If I have two tabs open, click "erase history" and one of these two tabs gets discarded, I have "used browsers correctly" (unless using the browser-provided tab functionality is always wrong) and still lost current application state. In such a situation there is no mistake to learn from, just broken user expectations (since no other browser does it that way) i.e. broken UX.

Also, I must point out that your choice of words with respect to users who have different habits than you - "PEBKAC", "need to take accountability for not using browsers correctly" is condescending, arrogant and simply rude - please do not do that. Not respecting users' choices and behavior is not an appropriate way to design user interfaces and is not an appropriate position from which to argue how user interfaces should be implemented. If browsers provide functionality for more than one tab, then browsers must work properly for more than one tab. In this case, the expected functionality for n=2 is the same as for n=1000, so the number of open tabs is not particularly relevant.

On mobile, iOS will aggressively swap out webpages that haven’t been looked at in a while, though it still maintains the presence of the tab in the window. Navigate back to a paged out tab and it will force a page reload.

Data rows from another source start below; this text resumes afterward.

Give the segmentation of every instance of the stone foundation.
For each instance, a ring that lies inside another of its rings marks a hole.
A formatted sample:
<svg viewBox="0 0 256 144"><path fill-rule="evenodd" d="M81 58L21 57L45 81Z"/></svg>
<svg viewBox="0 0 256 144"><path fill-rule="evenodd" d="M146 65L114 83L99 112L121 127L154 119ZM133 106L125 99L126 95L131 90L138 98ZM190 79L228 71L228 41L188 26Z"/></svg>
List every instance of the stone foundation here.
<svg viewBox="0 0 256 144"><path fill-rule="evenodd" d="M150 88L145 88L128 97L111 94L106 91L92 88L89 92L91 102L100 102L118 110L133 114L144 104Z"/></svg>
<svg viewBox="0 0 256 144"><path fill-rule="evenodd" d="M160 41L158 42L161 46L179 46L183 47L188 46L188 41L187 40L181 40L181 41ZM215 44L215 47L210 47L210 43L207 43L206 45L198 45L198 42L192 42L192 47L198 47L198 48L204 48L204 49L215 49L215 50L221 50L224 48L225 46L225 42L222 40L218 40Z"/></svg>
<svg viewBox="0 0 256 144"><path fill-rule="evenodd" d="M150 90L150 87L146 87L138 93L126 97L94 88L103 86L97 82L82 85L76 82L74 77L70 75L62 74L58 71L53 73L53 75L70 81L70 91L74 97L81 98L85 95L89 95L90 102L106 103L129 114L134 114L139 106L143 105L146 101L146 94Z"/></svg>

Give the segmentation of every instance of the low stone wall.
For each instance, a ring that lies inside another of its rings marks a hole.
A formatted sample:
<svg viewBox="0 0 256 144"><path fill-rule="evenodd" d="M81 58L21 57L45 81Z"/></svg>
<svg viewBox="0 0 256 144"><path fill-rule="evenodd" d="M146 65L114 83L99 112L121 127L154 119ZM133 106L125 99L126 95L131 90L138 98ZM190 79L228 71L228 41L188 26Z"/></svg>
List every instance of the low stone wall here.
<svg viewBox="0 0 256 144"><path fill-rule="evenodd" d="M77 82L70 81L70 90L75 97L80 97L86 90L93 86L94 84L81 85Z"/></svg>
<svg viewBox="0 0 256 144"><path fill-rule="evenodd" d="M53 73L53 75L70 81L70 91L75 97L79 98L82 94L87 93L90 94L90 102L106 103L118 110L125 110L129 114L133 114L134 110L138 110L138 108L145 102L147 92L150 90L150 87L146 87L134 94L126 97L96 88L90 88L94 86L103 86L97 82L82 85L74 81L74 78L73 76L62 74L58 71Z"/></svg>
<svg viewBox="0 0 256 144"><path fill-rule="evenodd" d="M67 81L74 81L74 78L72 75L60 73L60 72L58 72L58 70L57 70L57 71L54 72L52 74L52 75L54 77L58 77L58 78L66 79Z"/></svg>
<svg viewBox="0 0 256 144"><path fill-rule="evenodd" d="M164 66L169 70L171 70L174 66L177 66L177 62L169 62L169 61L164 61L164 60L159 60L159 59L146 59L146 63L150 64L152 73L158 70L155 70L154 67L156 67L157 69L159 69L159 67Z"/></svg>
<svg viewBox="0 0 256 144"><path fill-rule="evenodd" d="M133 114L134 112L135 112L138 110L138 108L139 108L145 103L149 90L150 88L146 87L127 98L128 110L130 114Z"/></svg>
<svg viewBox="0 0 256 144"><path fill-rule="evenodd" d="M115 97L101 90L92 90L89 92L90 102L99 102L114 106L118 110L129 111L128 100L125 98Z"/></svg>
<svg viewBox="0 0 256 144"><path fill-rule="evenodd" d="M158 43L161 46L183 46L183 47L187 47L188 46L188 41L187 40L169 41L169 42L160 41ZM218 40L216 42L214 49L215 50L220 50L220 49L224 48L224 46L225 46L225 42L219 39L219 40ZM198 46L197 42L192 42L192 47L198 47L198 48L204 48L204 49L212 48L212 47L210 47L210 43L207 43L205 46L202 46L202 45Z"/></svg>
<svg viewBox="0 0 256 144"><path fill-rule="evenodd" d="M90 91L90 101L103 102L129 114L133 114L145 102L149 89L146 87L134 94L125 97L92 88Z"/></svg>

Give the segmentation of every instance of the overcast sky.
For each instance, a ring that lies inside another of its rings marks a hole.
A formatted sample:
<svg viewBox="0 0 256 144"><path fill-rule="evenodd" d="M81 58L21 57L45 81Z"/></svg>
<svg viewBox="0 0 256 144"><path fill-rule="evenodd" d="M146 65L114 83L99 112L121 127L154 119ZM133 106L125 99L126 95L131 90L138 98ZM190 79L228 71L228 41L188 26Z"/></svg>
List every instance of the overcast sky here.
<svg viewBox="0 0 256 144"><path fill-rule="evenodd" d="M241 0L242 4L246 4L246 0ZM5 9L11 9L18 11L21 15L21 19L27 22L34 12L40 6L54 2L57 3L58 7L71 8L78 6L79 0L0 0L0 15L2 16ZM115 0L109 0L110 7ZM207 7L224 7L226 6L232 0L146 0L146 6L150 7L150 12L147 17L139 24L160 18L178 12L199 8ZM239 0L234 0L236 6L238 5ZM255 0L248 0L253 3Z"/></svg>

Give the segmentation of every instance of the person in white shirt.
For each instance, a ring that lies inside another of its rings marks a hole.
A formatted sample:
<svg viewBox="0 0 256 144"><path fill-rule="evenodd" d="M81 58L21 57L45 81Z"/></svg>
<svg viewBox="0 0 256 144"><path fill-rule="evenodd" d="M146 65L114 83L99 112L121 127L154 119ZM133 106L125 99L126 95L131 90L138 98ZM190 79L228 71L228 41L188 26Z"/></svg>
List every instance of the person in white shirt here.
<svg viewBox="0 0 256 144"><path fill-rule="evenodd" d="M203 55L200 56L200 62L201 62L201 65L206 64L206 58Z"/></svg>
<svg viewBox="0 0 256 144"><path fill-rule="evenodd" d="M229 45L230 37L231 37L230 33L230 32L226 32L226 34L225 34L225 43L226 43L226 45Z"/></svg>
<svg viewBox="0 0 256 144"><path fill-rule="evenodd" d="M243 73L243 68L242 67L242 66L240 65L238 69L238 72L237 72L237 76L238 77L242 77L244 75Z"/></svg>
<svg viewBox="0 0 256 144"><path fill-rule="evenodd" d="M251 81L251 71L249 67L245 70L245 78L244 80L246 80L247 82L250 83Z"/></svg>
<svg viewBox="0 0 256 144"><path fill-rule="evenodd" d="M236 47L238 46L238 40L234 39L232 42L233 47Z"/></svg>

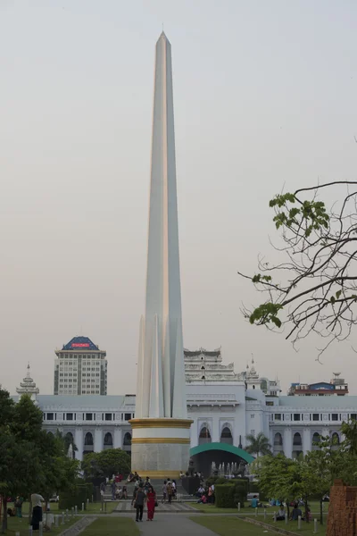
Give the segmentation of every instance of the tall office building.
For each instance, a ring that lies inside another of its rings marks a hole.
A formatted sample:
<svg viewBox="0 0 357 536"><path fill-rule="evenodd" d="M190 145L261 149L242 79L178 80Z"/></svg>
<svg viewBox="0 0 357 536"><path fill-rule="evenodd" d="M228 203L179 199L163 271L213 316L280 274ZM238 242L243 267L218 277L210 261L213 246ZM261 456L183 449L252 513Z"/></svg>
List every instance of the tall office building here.
<svg viewBox="0 0 357 536"><path fill-rule="evenodd" d="M54 395L106 395L105 350L87 337L74 337L55 355Z"/></svg>

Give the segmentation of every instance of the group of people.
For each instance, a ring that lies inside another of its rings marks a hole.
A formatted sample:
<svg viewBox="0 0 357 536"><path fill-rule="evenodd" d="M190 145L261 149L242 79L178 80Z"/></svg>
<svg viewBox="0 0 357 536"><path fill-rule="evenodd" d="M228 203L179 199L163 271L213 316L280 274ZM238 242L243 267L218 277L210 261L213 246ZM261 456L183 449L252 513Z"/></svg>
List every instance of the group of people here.
<svg viewBox="0 0 357 536"><path fill-rule="evenodd" d="M7 502L11 502L11 499L8 499ZM22 517L22 503L23 498L18 495L13 501L13 508L7 508L6 512L9 517Z"/></svg>
<svg viewBox="0 0 357 536"><path fill-rule="evenodd" d="M120 486L120 481L113 481L111 485L112 500L120 500L120 498L128 498L127 486Z"/></svg>
<svg viewBox="0 0 357 536"><path fill-rule="evenodd" d="M141 479L137 479L135 483L133 506L137 509L135 521L143 521L144 507L146 504L147 518L146 521L153 521L157 507L156 492L150 483L150 479L147 476L145 482Z"/></svg>
<svg viewBox="0 0 357 536"><path fill-rule="evenodd" d="M214 504L214 484L211 484L211 486L203 487L203 483L200 484L195 496L198 497L197 503L205 504Z"/></svg>
<svg viewBox="0 0 357 536"><path fill-rule="evenodd" d="M311 521L312 515L311 515L310 508L307 509L307 515L309 516L309 521ZM285 521L286 517L286 513L285 511L284 505L280 505L279 509L278 510L278 513L275 514L275 519L276 519L276 521ZM290 521L297 521L299 519L299 517L301 518L302 521L305 521L305 518L303 515L303 512L301 511L301 508L299 507L298 503L295 503L294 508L290 515Z"/></svg>

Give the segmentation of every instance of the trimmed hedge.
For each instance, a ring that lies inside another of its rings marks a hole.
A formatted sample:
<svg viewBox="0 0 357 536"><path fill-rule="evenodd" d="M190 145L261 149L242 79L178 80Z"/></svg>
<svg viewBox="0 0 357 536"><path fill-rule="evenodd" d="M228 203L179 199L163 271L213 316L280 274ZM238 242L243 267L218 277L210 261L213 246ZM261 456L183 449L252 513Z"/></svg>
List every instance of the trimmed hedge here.
<svg viewBox="0 0 357 536"><path fill-rule="evenodd" d="M87 499L91 499L93 492L92 484L80 484L77 486L76 490L70 493L62 492L60 493L60 500L58 504L59 510L70 510L71 507L78 507L78 509L82 508L82 503L84 503L84 509L87 509Z"/></svg>
<svg viewBox="0 0 357 536"><path fill-rule="evenodd" d="M224 484L215 484L216 507L219 508L235 508L238 502L243 508L246 500L248 482L244 479L226 481Z"/></svg>
<svg viewBox="0 0 357 536"><path fill-rule="evenodd" d="M215 504L218 508L235 508L235 486L232 484L216 484L214 486L216 496Z"/></svg>

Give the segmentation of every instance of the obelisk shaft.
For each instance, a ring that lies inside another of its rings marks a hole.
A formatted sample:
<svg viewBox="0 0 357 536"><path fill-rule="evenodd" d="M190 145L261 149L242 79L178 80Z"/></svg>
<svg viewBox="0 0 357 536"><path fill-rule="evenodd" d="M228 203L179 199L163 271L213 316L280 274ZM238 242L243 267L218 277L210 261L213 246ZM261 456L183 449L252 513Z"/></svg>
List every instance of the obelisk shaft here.
<svg viewBox="0 0 357 536"><path fill-rule="evenodd" d="M143 331L136 417L186 418L171 47L163 32L156 44Z"/></svg>

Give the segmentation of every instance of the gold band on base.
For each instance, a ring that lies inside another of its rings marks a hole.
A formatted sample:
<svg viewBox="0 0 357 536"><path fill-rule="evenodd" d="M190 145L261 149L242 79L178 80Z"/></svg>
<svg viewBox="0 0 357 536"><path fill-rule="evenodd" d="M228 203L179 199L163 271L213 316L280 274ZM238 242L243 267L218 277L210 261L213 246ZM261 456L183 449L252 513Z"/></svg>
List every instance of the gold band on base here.
<svg viewBox="0 0 357 536"><path fill-rule="evenodd" d="M130 419L131 428L190 428L192 419Z"/></svg>
<svg viewBox="0 0 357 536"><path fill-rule="evenodd" d="M171 480L179 479L179 471L137 471L135 467L132 471L137 471L137 474L141 476L141 478L145 479L146 476L153 479L162 479L167 480L170 478Z"/></svg>
<svg viewBox="0 0 357 536"><path fill-rule="evenodd" d="M174 443L176 445L189 445L190 440L186 438L133 438L134 443Z"/></svg>

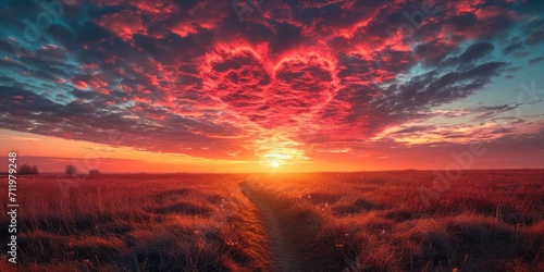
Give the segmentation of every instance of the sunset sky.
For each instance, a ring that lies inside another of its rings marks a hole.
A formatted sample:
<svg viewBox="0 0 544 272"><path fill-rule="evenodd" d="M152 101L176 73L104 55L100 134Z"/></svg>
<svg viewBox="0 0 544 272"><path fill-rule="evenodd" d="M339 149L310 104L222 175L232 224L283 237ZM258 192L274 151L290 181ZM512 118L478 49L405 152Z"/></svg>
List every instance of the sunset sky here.
<svg viewBox="0 0 544 272"><path fill-rule="evenodd" d="M544 1L13 0L0 24L0 152L42 172L544 166Z"/></svg>

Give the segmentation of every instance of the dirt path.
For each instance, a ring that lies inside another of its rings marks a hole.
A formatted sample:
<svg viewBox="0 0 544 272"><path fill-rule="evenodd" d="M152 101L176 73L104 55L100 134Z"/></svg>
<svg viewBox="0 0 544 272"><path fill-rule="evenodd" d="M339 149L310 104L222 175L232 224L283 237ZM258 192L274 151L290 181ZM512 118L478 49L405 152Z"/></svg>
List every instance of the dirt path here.
<svg viewBox="0 0 544 272"><path fill-rule="evenodd" d="M254 182L242 182L239 187L259 211L279 271L344 270L344 258L334 250L333 240L320 236L320 217Z"/></svg>

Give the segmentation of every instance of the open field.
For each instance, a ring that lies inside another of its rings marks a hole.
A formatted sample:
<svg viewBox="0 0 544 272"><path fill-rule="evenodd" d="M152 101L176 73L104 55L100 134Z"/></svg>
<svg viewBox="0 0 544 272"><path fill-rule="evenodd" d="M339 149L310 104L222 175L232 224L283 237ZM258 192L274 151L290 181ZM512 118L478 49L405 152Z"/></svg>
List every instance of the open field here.
<svg viewBox="0 0 544 272"><path fill-rule="evenodd" d="M430 171L21 176L16 265L0 188L0 271L544 271L543 180L544 170L463 171L442 187Z"/></svg>

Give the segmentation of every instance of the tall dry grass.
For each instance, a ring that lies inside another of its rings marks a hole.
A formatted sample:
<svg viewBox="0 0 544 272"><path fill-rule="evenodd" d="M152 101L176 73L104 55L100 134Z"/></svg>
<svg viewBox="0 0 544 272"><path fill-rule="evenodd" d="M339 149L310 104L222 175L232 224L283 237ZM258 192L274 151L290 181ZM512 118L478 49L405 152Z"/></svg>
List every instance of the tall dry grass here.
<svg viewBox="0 0 544 272"><path fill-rule="evenodd" d="M65 195L54 175L20 177L18 264L2 257L0 271L269 270L265 233L237 189L242 177L100 175L60 183ZM2 245L8 238L2 232Z"/></svg>

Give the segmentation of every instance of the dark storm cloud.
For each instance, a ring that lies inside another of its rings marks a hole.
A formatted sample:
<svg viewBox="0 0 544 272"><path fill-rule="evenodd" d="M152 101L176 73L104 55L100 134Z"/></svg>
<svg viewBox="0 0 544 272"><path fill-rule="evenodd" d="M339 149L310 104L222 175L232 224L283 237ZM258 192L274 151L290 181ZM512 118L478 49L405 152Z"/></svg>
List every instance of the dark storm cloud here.
<svg viewBox="0 0 544 272"><path fill-rule="evenodd" d="M479 42L479 44L473 44L470 45L465 52L459 55L460 61L474 61L477 59L480 59L493 51L495 47L490 44L490 42Z"/></svg>

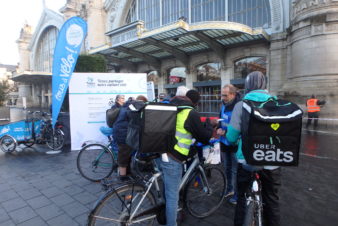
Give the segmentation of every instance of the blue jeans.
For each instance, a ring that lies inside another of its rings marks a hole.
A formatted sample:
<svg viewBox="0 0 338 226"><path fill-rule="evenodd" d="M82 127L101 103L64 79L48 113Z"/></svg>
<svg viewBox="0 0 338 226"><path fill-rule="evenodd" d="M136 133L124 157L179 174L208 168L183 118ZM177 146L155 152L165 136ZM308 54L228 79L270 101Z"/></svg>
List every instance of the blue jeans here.
<svg viewBox="0 0 338 226"><path fill-rule="evenodd" d="M226 193L235 192L237 190L237 157L233 151L222 152L222 159L225 168L225 175L227 178Z"/></svg>
<svg viewBox="0 0 338 226"><path fill-rule="evenodd" d="M176 226L179 186L182 180L183 165L169 157L169 162L159 161L163 173L166 200L167 226Z"/></svg>

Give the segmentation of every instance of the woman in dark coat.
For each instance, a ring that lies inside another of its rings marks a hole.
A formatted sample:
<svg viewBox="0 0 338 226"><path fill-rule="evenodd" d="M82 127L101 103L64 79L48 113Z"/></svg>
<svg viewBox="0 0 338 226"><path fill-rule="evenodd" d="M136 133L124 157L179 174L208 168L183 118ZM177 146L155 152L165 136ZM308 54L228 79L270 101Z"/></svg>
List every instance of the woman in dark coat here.
<svg viewBox="0 0 338 226"><path fill-rule="evenodd" d="M146 98L142 95L136 98L136 101L144 101ZM126 137L128 131L129 124L129 105L133 102L132 100L128 100L123 106L120 108L119 116L116 119L116 122L113 126L113 138L119 147L118 153L118 165L119 165L119 176L121 180L128 179L127 175L127 167L129 166L131 155L133 149L126 144Z"/></svg>

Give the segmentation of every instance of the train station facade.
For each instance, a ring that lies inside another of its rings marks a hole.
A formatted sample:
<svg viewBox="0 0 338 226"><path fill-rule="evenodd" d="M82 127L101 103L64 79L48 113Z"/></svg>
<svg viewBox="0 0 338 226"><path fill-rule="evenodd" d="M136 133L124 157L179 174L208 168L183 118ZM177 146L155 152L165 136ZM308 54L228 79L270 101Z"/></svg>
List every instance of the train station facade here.
<svg viewBox="0 0 338 226"><path fill-rule="evenodd" d="M336 114L336 0L68 0L60 12L45 9L36 31L18 40L22 73L13 79L19 94L39 93L32 105L50 104L51 46L77 15L88 23L84 53L105 56L111 72L147 73L158 93L198 89L205 114L218 112L224 84L242 88L254 70L272 93L301 105L315 94L332 106L326 115Z"/></svg>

The swapping behaviour seems to be good at stopping leaky sites from ruining your browsing experience.

Personally I am also guilty of using tabs like bookmarks. Especially on mobile. Though I do think that if the aggressive swapping wasn’t done, this behaviour wouldn’t be so prevalent.

This is a user experience problem. It is easy to close a tab. It is hard to delete a bookmark, and easy to end up with a giant list of things you will never care about again.

50 tabs open is an indication that there is a stage between "I am actively reading" and "I care about this enough to make a permanent record."

> This is a user experience problem. It is easy to close a tab. It is hard to delete a bookmark, and easy to end up with a giant list of things you will never care about again.

Precisely. Personally, I created a browser extension[0] for myself where I just save the webpage and set a reminder to read, and then just close the tab. This way, I just close the tab immediately, and then I would be able to revisit the page later via reminders. This kind of works fine for me.

[0] - https://palerdot.in/remindoro/

Yeah, you hit the nail on the head. There should be some sort of middle ground, which I suspect is what tab groups try to solve.

My use case for tabs is quick ingestion of information that I tend to look at immediately, in rapid succession. Say, a Google search for something, and I open the top ten links to ingest the info.

I do not use bookmarks or keep tabs open. I do not save browser history either. Everything important to me, for the past or future, is in my head. If I want to bookmark something, I'll make a shortcut instead. Hacker News is a good example of a shortcut I'll make on my homescreen.

Overall, I think it's important to exercise our memory or we risk losing it. Having a cognitive load is important to our aging brains, and I feel that things like bookmarks and open tabs reduce our cognitive load too much. There are also privacy merits to not retaining bookmarks, tabs, or browser history. My ideal web browser is completely stateless.

> when you clear your history and it triggers the expected behavior of closing them

As the tweeter mentions, no other browser has that behaviour, nor does Safari on MacOS, nor did older versions. A sibling comment also reported not being able to reproduce it, so it sounds like a bug - in any case, definitely not expected behaviour.